Lo, there be Spoilers here
After watching these characters’ lives be shredded, built up, re-shredded and eventually ground into a gaseous mist of blood, there was no other way to end Battlestar Galactica . These characters have gone through the fucking wringer for our amusement and we needed to pay tribute to the characters - the actors, the writers, and production team. And I didn’t mind giving them that moment, after all the “Oh Shit” moments they’ve given me.
A Child’s Odyssey… and Adult’s
From the very beginning, Ronald D. Moore’s BSG set off on a parallel path of the 70s show, and if you look at the two shows, I see one as the children’s version of BSG and the other the accurate one, comparing children’s nativity plays to the sick fucking Passion-of-the-Christ blood and gore. Even down to the Angelic version of characters in this intergalatic odyssey, there’s a kid’s version and the “warts and all” truth version.
BSG was ripe for it’s time: in moment of panic, America was about to declare war on the world to ensure tyrants never force others to obey them. There’s a kernel of painful truth in that last sentence. BSG similarly blockaded the characters into a metal box against a deadly environment. The metaphor wasn’t just spot-on, but obvious.

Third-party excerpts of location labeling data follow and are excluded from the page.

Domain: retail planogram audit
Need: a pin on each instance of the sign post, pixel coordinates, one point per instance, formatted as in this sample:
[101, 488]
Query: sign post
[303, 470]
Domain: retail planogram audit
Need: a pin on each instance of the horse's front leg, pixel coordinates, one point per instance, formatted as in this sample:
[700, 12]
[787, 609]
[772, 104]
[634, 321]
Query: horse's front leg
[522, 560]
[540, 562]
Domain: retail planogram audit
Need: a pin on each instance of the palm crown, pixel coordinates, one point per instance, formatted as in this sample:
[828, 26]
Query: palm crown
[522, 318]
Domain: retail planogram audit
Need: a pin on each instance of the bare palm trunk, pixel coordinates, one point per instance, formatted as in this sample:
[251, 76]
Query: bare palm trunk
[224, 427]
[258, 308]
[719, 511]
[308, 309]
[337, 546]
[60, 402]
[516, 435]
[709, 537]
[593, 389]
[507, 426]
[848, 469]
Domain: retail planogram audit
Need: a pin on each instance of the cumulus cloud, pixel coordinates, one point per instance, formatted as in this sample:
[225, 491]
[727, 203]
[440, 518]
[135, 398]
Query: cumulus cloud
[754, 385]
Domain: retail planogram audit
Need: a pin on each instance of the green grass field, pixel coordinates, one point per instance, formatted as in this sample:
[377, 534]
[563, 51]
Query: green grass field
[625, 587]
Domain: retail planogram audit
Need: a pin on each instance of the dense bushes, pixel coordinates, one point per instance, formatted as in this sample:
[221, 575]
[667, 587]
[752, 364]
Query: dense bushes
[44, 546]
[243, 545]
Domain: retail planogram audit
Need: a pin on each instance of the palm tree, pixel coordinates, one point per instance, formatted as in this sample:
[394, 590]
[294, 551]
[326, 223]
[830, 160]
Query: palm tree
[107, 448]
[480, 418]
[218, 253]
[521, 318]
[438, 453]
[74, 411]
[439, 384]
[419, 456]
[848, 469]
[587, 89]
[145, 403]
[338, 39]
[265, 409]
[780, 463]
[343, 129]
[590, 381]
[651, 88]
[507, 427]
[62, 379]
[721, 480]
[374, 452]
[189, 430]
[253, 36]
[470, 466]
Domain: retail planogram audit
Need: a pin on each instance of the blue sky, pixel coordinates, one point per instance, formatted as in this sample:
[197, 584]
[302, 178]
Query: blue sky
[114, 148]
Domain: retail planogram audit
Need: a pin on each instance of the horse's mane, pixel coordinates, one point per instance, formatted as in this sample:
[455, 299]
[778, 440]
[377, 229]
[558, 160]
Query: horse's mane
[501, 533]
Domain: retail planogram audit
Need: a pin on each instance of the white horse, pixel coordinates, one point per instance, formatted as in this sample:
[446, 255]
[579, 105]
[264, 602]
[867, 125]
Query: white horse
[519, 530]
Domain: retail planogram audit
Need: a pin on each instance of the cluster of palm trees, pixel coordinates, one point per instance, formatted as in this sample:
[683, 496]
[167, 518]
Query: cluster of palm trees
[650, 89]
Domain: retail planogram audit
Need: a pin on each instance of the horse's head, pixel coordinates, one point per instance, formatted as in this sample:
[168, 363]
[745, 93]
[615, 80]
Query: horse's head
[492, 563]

So, what does this mean to television?
I don’t know. I do believe that episodic TV that has no goal is mind is reaching an end. Personally, while I can’t stand 5 minute episodes like The Guild or Red vs. Blue - funny as they are, the story is never deep enough for me. And excellently written TV is now more rare, especially with the CSI/Numbers/Bones feces-infested shows that insult everyone who participates in them these days. Real science is hard. Real life is hard. Why don’t we EVER see the villain get away and the cold case grow cold, die, and be an bitter pill.

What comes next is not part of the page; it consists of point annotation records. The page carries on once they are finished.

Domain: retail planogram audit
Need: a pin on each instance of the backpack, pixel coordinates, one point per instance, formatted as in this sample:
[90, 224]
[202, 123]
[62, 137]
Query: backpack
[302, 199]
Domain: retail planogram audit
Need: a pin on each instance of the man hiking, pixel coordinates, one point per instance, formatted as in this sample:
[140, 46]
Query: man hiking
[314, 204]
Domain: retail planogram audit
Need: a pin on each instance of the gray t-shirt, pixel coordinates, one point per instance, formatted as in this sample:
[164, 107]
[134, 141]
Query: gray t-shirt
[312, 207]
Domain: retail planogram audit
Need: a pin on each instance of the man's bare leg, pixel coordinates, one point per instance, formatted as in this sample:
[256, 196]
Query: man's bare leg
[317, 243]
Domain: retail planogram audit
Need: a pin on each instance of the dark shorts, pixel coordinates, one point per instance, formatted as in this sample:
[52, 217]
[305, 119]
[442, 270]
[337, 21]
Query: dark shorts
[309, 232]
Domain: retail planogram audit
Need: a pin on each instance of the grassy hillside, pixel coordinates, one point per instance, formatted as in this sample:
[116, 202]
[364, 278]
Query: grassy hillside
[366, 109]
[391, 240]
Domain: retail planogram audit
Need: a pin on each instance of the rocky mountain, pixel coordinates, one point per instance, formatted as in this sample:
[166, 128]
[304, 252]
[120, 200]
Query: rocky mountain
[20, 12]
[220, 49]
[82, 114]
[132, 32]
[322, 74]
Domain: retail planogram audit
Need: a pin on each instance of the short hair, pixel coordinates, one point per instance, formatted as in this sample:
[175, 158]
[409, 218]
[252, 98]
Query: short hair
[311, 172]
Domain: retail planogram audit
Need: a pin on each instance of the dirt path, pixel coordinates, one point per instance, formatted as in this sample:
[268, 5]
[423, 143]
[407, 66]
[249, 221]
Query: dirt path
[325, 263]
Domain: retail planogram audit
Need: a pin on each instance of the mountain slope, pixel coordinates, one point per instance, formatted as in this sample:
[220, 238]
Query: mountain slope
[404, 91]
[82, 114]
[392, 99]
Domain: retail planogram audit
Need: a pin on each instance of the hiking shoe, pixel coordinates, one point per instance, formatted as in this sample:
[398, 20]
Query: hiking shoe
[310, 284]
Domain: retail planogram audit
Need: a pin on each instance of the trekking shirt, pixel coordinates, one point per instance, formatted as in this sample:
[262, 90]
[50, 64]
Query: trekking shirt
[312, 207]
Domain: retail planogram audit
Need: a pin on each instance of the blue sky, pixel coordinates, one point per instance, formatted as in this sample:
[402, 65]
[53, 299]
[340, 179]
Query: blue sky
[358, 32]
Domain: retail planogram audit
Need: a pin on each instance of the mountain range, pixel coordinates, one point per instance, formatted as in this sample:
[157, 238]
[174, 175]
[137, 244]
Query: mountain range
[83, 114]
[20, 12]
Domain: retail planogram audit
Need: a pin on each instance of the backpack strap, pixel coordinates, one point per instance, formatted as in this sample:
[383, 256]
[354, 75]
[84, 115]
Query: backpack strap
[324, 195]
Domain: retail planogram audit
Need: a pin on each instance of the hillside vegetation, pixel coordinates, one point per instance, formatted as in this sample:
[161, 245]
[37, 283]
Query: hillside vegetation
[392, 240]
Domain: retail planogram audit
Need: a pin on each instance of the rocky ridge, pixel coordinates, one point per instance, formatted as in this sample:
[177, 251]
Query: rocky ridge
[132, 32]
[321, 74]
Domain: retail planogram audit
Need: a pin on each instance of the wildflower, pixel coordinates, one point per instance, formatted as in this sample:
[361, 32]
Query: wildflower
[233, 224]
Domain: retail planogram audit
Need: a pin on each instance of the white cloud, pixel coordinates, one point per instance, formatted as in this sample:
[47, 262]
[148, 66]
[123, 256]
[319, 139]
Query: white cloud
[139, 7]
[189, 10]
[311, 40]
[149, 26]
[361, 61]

BSG gaves us plenty of bitter pills, from romances that should’ve and shouldn’t to betrayals to the worst suicide ever depicted on tv (Dualla’s). Depressing and horrific. But it made for a compelling story. End to end, BSG left it’s mark on television.
The Cautionary
The cautionary tale of BSG truly is what is the next phase of life. Where do we go from here? My opinion is we go forward. We build the robots. We make the AI. We do it early. We do it often. We do it prolifically. And we make a strong effort to not obliterate ourselves in the process. We do these things like the way we climb mountains: because we can, because it’s there. Moore’s cautionary also comes with the nature of man, questioning the religious effort of people. Having heard him speak a couple times, he’s as brazen as most people get about this.

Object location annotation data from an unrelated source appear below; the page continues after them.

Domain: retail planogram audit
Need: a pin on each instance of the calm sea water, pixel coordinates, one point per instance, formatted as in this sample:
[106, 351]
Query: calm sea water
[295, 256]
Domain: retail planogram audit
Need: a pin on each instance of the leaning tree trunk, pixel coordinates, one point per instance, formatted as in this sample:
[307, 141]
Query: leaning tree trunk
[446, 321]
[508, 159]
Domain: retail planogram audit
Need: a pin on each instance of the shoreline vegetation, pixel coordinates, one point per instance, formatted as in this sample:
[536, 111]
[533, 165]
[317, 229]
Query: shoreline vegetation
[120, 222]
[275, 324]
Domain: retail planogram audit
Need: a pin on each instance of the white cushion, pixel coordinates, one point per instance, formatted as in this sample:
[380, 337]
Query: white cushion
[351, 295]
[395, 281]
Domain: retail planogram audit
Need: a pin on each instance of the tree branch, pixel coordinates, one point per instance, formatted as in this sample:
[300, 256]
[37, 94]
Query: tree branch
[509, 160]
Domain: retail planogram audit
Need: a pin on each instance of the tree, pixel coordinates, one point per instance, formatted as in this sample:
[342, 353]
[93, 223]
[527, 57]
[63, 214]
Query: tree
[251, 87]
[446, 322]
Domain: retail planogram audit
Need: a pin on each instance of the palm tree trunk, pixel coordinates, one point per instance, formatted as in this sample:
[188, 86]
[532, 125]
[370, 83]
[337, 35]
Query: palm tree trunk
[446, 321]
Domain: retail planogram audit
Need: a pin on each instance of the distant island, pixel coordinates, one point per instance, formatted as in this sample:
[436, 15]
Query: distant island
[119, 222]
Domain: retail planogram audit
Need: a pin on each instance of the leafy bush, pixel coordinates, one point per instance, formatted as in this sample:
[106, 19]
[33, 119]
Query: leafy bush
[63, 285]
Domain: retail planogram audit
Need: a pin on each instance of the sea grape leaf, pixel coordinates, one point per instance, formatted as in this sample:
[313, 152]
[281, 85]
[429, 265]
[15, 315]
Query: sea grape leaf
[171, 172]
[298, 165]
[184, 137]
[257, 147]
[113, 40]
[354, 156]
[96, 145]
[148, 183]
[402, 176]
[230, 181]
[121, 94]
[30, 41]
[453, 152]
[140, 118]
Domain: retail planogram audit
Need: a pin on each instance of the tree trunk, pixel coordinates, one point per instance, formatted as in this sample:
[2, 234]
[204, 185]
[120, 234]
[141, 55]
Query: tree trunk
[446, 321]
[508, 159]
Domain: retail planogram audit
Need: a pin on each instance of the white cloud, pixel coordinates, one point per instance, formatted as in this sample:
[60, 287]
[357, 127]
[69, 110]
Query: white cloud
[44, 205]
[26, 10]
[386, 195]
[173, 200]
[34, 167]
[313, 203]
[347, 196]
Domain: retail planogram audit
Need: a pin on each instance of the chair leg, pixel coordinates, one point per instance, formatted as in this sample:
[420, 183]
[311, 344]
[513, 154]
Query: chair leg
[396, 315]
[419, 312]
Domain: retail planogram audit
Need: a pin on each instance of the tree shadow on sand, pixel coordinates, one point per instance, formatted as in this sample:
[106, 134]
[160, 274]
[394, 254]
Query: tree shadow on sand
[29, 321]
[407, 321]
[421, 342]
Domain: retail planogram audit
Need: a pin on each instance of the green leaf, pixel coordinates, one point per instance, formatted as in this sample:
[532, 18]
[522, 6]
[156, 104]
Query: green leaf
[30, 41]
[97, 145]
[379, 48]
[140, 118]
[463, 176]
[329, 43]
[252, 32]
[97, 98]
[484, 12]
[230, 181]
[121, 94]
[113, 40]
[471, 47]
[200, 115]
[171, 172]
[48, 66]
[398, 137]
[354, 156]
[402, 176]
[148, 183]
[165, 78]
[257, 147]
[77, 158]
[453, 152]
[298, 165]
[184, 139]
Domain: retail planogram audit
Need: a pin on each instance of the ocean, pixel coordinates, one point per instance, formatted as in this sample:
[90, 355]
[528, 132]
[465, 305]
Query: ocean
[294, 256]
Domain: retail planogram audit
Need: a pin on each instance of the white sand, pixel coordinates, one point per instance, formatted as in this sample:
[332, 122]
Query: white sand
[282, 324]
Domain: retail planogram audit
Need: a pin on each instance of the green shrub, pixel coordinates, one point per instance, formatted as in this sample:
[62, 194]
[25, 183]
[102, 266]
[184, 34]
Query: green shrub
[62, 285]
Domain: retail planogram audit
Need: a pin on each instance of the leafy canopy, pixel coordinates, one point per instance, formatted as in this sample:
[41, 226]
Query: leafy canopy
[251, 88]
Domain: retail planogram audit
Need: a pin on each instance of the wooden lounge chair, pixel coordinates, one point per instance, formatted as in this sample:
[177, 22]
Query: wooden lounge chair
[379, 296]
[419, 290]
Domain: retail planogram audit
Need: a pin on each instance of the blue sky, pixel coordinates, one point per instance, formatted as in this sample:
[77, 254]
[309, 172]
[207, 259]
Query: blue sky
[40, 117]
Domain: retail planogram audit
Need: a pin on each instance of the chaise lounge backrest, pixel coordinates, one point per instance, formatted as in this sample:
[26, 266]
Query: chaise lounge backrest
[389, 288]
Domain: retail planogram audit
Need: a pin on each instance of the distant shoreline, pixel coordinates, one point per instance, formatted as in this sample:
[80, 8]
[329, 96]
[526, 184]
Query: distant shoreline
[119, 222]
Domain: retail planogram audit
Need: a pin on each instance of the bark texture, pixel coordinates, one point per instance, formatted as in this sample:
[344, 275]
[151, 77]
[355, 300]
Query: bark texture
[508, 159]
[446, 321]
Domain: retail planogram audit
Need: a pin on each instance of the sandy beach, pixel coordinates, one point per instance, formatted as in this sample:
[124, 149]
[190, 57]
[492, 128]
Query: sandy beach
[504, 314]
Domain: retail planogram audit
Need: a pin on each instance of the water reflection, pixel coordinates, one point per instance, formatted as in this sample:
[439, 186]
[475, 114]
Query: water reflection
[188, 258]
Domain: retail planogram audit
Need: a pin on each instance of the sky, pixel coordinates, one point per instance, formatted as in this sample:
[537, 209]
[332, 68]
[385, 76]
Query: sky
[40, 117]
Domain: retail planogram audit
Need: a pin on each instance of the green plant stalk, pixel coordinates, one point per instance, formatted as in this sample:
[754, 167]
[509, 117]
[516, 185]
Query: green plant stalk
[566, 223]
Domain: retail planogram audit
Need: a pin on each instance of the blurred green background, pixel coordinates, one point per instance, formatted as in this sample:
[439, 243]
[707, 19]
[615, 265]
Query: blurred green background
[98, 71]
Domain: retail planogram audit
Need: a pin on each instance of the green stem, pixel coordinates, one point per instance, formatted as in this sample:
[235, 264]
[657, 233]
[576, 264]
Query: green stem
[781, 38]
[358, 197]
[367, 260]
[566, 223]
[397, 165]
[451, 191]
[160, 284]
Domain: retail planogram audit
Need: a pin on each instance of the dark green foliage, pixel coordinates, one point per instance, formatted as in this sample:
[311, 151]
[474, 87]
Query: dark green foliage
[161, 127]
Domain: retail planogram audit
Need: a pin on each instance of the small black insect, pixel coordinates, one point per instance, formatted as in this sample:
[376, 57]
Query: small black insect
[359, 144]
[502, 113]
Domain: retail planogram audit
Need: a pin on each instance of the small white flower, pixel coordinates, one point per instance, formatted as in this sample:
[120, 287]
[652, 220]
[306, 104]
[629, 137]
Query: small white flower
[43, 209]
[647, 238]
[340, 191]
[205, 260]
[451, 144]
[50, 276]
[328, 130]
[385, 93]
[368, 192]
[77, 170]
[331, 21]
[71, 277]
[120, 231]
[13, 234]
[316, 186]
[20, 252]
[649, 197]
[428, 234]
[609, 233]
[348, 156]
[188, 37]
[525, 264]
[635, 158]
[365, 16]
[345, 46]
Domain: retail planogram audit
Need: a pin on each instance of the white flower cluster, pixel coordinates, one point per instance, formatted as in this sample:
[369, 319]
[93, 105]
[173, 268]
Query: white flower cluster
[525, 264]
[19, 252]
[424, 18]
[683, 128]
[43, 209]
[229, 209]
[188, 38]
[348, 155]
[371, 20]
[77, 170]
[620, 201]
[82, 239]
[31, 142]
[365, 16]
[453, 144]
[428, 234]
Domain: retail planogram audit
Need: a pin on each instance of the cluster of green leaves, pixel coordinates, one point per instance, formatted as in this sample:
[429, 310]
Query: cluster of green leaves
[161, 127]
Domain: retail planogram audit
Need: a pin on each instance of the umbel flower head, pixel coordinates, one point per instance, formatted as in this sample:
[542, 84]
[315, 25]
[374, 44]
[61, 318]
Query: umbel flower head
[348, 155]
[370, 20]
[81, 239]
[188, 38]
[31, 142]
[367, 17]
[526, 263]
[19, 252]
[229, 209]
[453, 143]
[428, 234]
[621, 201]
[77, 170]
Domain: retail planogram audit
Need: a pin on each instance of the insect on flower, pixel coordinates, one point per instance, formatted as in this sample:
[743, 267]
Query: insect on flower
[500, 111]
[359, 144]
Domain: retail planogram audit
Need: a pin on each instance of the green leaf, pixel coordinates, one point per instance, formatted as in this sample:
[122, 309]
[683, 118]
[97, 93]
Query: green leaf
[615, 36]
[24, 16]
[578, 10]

But still we have billions of people working to perpetrate the myth machines. However, Moore has as well. Making Kara Thrace an angel - or a construct that fulfilled it’s mission and self-deleted, and implying that Caprica 6 and Baltar could see constructs/angels, means there’s a design in the chaos. It’s very ham-handed, deus ex machina, and my rational-minded viewpoint, disappointing. I believe he backed down from the wall of “your religions are lies” - spoon feeding myth-lovers a last minute backdoor so that “everything” end ok because a deity is looking out for these characters.